Kualitas tidur yang lebih buruk, lebih terfragmentasi dan kurang mendalam pada orang di atas 45 tahun Hindari makanan berat, alkohol dan teh atau kopi sebelum tidur

Pertimbangkan bergerak keluar dari kerja shift jika Anda menemukanorang yang beraktivitas lebih pagi dan tidak bisa mendapatkan cukup tidur ketika pada shift malam

Kehidupan sosial yang sibuk Rencanakan kegiatan sosial Anda dan pastikan anda mendapatkan cukup tidur sebelum mulai bekerja

Tabel 2.6. Resiko dan Pengendalian pada Karyawan (Lanjutan)Faktor yang Perlu DipertimbangkanUpaya Pengendalian

Pekerjaan keduaIkuti prosedur atasan anda tentang sikap keterbukaan

Pastikan Anda mendapatkan tidur yang cukup terkait kedua pekerjaan

2.2.4. KesimpulanSetiap atasan memiliki keinginan untuk menyediakan lingkungan kerja yang aman untuk semua karyawan, dimana risiko secara tepat dikelola. Melindungi kesehatan dan keselamatan karyawan, memerangi kelelahan, meningkatkan produktivitas dan mencegah kecelakaan, cedera atau kerusakan pada karyawan dan peralatan, itu diperlukan untuk mengembangkan rencana manajemen untuk memastikan bahwa risiko yang terkait dengan kelelahan operator telah diantisipasi dengan tepat.

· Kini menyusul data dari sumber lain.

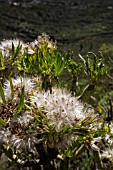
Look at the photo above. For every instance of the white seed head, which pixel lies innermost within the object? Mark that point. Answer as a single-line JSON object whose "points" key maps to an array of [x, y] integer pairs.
{"points": [[60, 107]]}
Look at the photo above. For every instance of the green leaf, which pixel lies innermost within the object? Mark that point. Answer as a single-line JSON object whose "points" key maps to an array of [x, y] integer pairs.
{"points": [[21, 104], [2, 93]]}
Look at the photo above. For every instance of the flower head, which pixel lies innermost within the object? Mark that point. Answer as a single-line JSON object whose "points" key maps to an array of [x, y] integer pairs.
{"points": [[6, 47], [60, 107]]}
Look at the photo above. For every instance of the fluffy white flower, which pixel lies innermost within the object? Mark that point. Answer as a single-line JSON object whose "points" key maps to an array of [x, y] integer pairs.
{"points": [[27, 82], [6, 46], [60, 107]]}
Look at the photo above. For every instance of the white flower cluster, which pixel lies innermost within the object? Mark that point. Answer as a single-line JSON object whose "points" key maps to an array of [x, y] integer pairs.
{"points": [[6, 47], [60, 107]]}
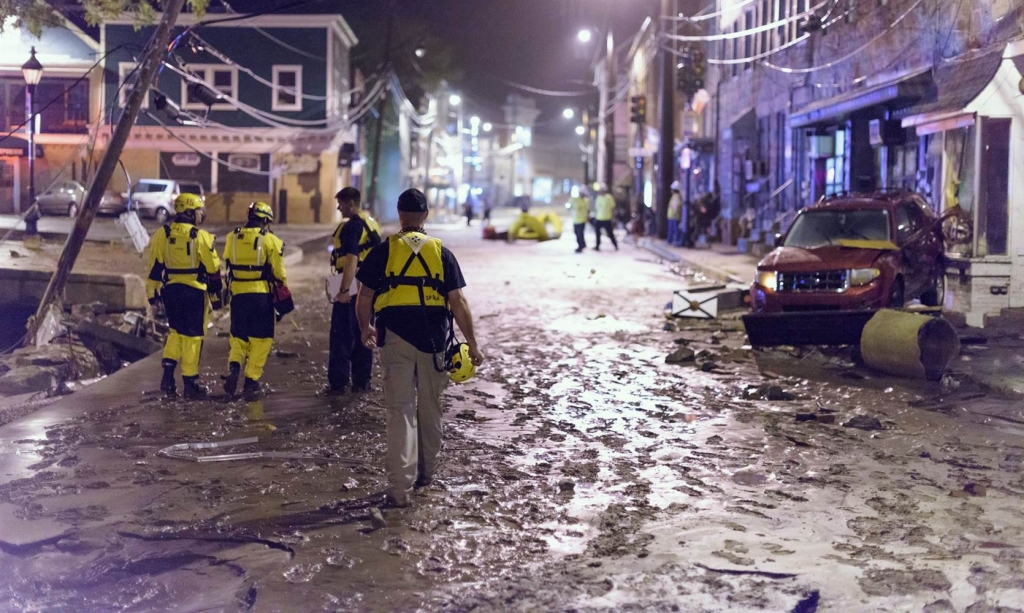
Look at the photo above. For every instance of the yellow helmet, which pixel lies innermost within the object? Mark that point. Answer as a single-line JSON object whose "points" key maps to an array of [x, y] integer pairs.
{"points": [[461, 366], [260, 211], [187, 202]]}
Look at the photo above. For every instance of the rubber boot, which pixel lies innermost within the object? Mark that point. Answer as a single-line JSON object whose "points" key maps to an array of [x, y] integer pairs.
{"points": [[167, 383], [231, 381], [193, 390], [251, 389]]}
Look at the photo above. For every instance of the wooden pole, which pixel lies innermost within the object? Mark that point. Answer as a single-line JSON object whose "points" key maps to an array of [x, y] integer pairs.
{"points": [[154, 56]]}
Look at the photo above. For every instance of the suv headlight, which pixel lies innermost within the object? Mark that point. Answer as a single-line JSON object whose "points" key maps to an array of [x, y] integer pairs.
{"points": [[862, 276], [768, 278]]}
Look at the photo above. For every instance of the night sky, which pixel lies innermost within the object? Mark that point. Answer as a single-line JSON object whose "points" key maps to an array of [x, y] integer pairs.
{"points": [[532, 42]]}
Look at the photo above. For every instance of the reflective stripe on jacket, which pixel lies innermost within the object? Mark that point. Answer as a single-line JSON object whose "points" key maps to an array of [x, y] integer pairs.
{"points": [[180, 253], [415, 273], [369, 238], [255, 257]]}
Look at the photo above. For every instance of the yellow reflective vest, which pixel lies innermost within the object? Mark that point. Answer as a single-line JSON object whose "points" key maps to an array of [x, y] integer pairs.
{"points": [[581, 209], [255, 258], [180, 253], [370, 237], [414, 274]]}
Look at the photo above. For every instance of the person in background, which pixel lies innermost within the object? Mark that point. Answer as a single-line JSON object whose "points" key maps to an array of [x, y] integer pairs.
{"points": [[580, 205], [183, 272], [675, 236], [349, 361], [605, 209]]}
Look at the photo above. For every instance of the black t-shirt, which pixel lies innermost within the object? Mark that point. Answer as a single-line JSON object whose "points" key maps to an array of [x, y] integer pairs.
{"points": [[425, 329]]}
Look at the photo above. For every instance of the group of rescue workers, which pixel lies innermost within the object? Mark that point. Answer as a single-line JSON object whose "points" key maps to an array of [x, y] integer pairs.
{"points": [[604, 210], [402, 295]]}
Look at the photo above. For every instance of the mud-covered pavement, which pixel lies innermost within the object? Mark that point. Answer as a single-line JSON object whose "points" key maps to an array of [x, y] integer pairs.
{"points": [[582, 472]]}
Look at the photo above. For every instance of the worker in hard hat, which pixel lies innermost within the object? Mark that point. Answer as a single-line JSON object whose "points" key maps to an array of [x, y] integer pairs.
{"points": [[605, 210], [349, 361], [255, 260], [675, 236], [183, 273], [414, 286], [580, 205]]}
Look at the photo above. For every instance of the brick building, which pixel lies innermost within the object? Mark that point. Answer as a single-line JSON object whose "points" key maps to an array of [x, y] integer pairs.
{"points": [[813, 98]]}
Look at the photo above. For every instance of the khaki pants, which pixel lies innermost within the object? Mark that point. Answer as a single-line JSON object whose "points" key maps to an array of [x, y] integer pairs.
{"points": [[413, 396]]}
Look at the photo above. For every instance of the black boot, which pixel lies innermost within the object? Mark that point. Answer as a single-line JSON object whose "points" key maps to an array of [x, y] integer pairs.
{"points": [[251, 390], [193, 390], [231, 381], [167, 383]]}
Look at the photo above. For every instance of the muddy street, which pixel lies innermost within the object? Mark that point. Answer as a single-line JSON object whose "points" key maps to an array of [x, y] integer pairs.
{"points": [[581, 471]]}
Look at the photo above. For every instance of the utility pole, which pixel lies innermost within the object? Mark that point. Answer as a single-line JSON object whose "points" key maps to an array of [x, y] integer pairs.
{"points": [[607, 117], [381, 105], [153, 58], [666, 110]]}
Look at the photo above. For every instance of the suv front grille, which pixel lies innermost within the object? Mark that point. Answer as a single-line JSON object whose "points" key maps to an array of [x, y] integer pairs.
{"points": [[830, 280]]}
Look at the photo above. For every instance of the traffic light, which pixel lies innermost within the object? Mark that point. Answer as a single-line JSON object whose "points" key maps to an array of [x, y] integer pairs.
{"points": [[638, 110]]}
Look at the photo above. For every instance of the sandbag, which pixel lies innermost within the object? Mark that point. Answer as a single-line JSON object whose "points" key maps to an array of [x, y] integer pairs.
{"points": [[908, 344]]}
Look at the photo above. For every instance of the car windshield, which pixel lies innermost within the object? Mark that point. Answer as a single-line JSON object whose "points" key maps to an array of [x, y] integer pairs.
{"points": [[145, 187], [817, 228]]}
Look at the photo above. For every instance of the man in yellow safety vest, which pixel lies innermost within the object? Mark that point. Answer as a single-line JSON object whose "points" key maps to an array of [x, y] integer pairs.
{"points": [[255, 266], [581, 215], [183, 272]]}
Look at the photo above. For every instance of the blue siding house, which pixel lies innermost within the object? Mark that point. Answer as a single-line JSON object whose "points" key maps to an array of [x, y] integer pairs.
{"points": [[252, 108]]}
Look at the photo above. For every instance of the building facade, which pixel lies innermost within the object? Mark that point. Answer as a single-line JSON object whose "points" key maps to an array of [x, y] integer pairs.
{"points": [[816, 98], [253, 108]]}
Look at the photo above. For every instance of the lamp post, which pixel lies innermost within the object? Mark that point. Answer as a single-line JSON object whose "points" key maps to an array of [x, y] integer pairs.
{"points": [[33, 73]]}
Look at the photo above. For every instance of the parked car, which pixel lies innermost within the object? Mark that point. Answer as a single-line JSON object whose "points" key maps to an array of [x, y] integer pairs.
{"points": [[854, 252], [155, 198], [66, 199]]}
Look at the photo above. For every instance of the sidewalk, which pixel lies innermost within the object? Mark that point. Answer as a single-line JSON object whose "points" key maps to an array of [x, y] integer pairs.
{"points": [[719, 261]]}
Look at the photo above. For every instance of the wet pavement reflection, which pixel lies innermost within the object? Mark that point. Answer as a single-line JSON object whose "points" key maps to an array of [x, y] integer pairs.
{"points": [[580, 471]]}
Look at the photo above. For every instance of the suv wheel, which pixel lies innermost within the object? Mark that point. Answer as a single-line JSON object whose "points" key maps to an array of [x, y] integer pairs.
{"points": [[896, 300], [936, 293]]}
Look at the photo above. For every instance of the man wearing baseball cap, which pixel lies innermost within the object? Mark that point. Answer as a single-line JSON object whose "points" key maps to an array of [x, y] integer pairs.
{"points": [[411, 283]]}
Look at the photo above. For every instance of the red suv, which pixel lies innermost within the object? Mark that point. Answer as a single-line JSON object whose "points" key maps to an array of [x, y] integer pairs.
{"points": [[854, 252]]}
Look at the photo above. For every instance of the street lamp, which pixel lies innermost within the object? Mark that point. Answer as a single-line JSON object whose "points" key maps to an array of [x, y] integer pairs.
{"points": [[33, 73]]}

Kelelahan dapat mempengaruhi kemampuan seseorang untuk bekerja dengan aman. Ini harus diidentifikasi, dinilai dan dikendalikan seperti lainnya bahaya di tempat kerja.Risiko kelelahan berkurang ketika jadwal kerja menyediakan cukup baik kualitas tidur. Tidur yang paling menguntungkan adalah tidur malam yang baik minimal enam jam, diambil dalam jangka waktu kontinu tunggal. Efek restoratif yang kurang jika tidur dibagi antara siang dan malam. Pekerja shift malam enam kali lebih mungkin untuk memiliki insiden atau kecelakaan dibandingkan pekerja shift siang hari. Risiko insiden atau kecelakaan meningkat dengan jumlah malam bekerja, dengan peningkatan 45% oleh malam keempat dan 90% oleh malam ketujuh. Orang-orang yang bekerja di malam hari mengalami kesulitan dengan penyesuaian jam tubuh. Kebijakan dan prosedur yang relevan telah dikembangkan dalam konsultasi dengan karyawan dan perwakilan keselamatan dan kesehatan, inibisa digunakan untuk rencana pengelolaan kelelahan. Saat memenuhi persyaratan untuk memiliki rencana manajemen kelelahan, itu tidak diperlukan. Rencana tersebut dapat mengidentifikasi dan kebijakan prosedur yang ada.